The report is based on 911 calls, dispatch logs, surveillance video and follow-up investigations of several agencies responding to the shooting and focuses on those responding agencies and the emergency management team of Los Angeles World Airports, which operates LAX. According to the report, LAX is ill-prepared for a crisis, due to lapses in technology, communication and coordination that clearly created confusion and chaos among airport personnel, responders, passengers and their families. For example, within a minute of the initial shots, a TSA supervisor picked up an airport “red phone” to alert airport police but then fled when the shooter neared, leaving the airport police dispatcher to hear shouting and gunshots with no caller ID and no phone location; consequently, the dispatcher did not know who called, what was happening or where it was happening. In addition, the airport’s recently upgraded $5.4 million radio system could not communicate well with the 20+ responding agencies on the scene because their radios were incompatible; consequently, police and firemen did not know where to go or what others were doing and did not set up a unified command post for 45 minutes. Furthermore, once the command post was set up, there was almost no communication between command post officials and the untrained midlevel managers who manned the airports emergency operations center. What is more, emergency medical response was so poor that it took 33 minutes to transport the fatally wounded TSA agent to an ambulance. Finally, low-level security, baggage handlers and sky caps were not trained on emergency response/evacuation and did not know how to help passengers; consequently, passengers were found literally wandering the streets near LAX with no clue about what to do or where to go. These and other flaws led the report to conclude, “Had the attacker not been highly selective in his targets, and/or had there been multiple attackers with weapons of greater lethality, the outcome might have been far different.” In other words, we’re “lucky” that so few were wounded or killed. The fact that a lone gunman could throw LAX – one of the nation’s largest and busiest airports – into such helpless chaos is stunning and disturbing.

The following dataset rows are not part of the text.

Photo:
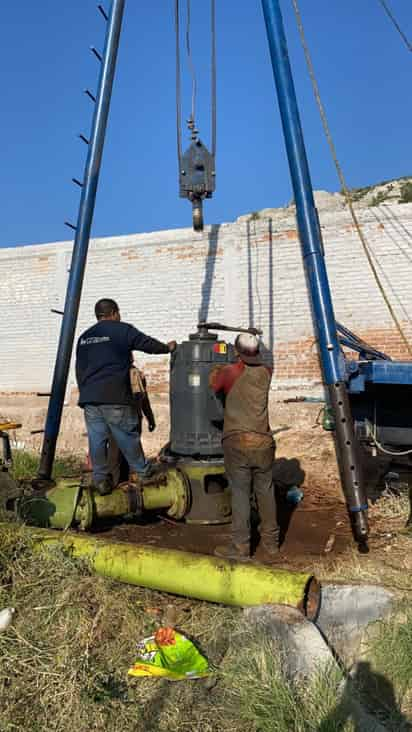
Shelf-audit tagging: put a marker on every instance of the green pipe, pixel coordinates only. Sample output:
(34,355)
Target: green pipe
(70,504)
(192,575)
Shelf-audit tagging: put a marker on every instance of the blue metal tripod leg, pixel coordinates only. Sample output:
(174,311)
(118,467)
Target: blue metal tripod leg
(310,236)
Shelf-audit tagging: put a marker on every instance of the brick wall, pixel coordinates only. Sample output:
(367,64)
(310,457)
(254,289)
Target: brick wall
(245,273)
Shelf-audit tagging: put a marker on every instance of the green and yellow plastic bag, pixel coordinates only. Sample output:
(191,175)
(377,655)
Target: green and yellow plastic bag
(169,655)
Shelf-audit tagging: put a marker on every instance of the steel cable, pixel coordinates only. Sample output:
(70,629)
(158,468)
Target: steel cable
(341,177)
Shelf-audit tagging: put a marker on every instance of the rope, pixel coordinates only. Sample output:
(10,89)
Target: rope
(341,177)
(389,13)
(178,89)
(191,121)
(213,72)
(191,65)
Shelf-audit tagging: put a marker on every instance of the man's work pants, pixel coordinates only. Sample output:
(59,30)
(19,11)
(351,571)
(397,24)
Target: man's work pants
(250,468)
(120,422)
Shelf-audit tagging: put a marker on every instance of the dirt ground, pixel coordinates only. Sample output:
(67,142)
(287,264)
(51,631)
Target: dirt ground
(318,528)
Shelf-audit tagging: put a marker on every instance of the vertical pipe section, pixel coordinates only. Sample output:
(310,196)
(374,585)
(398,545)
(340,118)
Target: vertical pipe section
(331,358)
(81,242)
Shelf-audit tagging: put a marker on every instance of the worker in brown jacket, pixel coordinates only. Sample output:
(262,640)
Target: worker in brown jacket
(248,447)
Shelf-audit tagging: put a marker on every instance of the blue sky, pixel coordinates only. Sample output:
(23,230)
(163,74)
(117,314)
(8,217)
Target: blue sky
(363,69)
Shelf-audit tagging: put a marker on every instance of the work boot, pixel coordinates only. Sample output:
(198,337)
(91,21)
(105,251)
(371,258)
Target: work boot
(239,552)
(103,487)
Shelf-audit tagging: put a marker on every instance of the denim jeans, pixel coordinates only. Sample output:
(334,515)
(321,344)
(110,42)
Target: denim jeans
(121,422)
(250,469)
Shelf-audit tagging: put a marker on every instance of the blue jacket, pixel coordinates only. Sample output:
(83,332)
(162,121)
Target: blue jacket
(103,360)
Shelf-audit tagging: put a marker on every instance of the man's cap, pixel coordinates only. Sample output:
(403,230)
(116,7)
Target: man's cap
(105,307)
(247,346)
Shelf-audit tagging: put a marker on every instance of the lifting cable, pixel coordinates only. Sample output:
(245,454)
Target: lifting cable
(342,180)
(197,164)
(391,16)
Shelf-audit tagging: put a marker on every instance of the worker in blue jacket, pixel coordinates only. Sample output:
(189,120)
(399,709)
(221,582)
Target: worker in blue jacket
(103,358)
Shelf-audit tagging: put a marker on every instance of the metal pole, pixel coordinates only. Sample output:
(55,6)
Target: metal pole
(81,242)
(331,358)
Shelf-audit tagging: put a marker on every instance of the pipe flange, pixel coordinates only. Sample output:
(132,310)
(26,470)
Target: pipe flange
(182,501)
(85,509)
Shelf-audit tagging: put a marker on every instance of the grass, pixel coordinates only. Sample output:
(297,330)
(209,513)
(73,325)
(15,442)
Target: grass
(25,465)
(265,700)
(391,654)
(64,660)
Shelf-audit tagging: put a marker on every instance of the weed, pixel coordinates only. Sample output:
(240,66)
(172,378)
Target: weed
(406,192)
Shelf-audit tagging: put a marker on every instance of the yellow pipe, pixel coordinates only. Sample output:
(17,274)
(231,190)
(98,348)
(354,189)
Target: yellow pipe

Focusing on agencies and systems, the report did not place blame on any individuals and, in fact, praised individual officers who wounded and apprehended the shooter. This caused other officials to criticize the report for failing to consider individual behavior, such as: the movement of 2 airport officers in Terminal 3 – the Terminal in which the attack occurred – out of position; their failure to give the required notification to dispatchers; and the prior decision to have officers move throughout terminals rather than staff security checkpoints. The reports failure to consider those behaviors caused at least J. David Cox Sr., national president of the American Federation of Government Employees, to characterize the report as incomplete and off-target.
The report gives approximately 50 recommended changes/lessons and other authorities contributed suggested changes, some of which are already in place: airport phones and panic alarms are now updated to transmit location information to dispatchers in the event of an emergency call; LAX now uses teams who walk the airport; the airport can send messages to passengers’ cellphones to alert them about emergencies: LAX is preparing a centralized public address system to ensure widespread, accurate information. Despite these and some other changes, an adequate security plan will reportedly require more emergency staff, more training, newer equipment and more effective agreements with responding agencies. Furthermore, a Congressional hearing was scheduled for late March 2014 to analyze the incident and LAX’s security. The positive spin on the violent event and LAX’s inadequate response is that the resulting review and improvements will help LAX evolve into an admirably secure airport and will assist worldwide airports in improving their own security. Prior to the shooting, many of us mistakenly believed that LAX was already “there” in terms of security; now we are forced to adopt a “better-late-than-never” approach to security improvements.